The appellate court in Founders Insurance Company v. Yates held that an insurer that is not licensed to write motor vehicle collision insurance policies, either for no-fault benefits or for liability coverage, in the state of Minnesota is not required to provide basic economic loss benefits (no-fault benefits).
Mr. James Yates moved from Illinois to Minnesota. His car was insured by a Founders Insurance Company policy. Mr. Yates’ vehicle was insured when he was in Illinois, but Mr. Yates did not inform Founders that he had moved to Minnesota. Founders Insurance writes dramshop liability insurance policies in Minnesota, but does not write either no-fault or liability insurance policies for motor vehicles in Minnesota.

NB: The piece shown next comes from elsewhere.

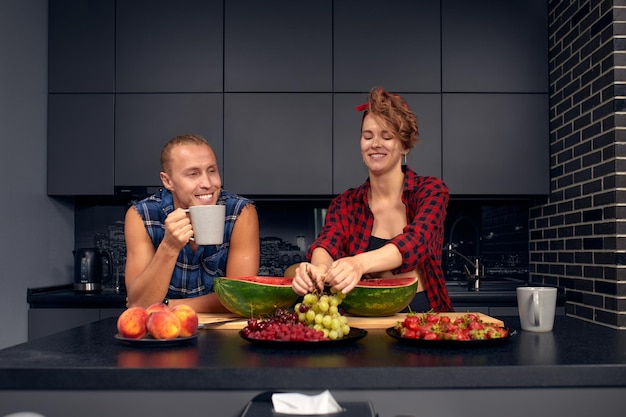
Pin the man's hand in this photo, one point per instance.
(178, 229)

Mr. Yates sustained injuries in a motor vehicle collision that took place in Minnesota. Mr. Yates incurred chiropractic bills for his injuries and applied to Founders Insurance for no-fault insurance benefits to cover those bills. Founders Insurance denied Mr. Yates’ claim. Mr. Yates then filed for no-fault arbitration and the arbitrator awarded Mr. Yates over $19,000 in chiropractic expenses, transportation costs, and interest. Founders then moved to vacate the award in district court and Mr. Yates moved to confirm the award.
The district court held that Founders was licensed to write insurance policies in the state of Minnesota and confirmed the award against Founders. Founders then appealed.
The issue on appeal was whether Minnesota Statutes section 65B.50 requires an out-of-state insurer that is not licensed to write motor vehicle collision no-fault and liability insurance policies in Minnesota, to provide basic economic loss benefits (or no-fault benefits) to its insured who was injured in a motor vehicle collision in Minnesota.
The appellate court noted that, contrary to the district court’s holding, the fact that Founders was licensed to write dramshop liability insurance policies in Minnesota did not necessarily mean it was licensed to write automobile no-fault and liability insurance policies as well. In fact, the appellate court found that Founders was, indeed, not licensed to write such automobile policies in Minnesota. Therefore, Minnesota Statutes section 65B.50 did not require Founders to provide no-fault insurance benefits to Mr. Yates, who was injured in a crash in Minnesota. The appellate court held that the arbitrator had exceeded his authority by awarding no-fault benefits to Mr. Yates and reversed the district court’s ruling.
The takeaway from this case is that an insurance company must be licensed to write no-fault and/or liability automobile insurance policies in the state of Minnesota to be compelled to provide no-fault benefits under Minnesota Statutes section 65B.50.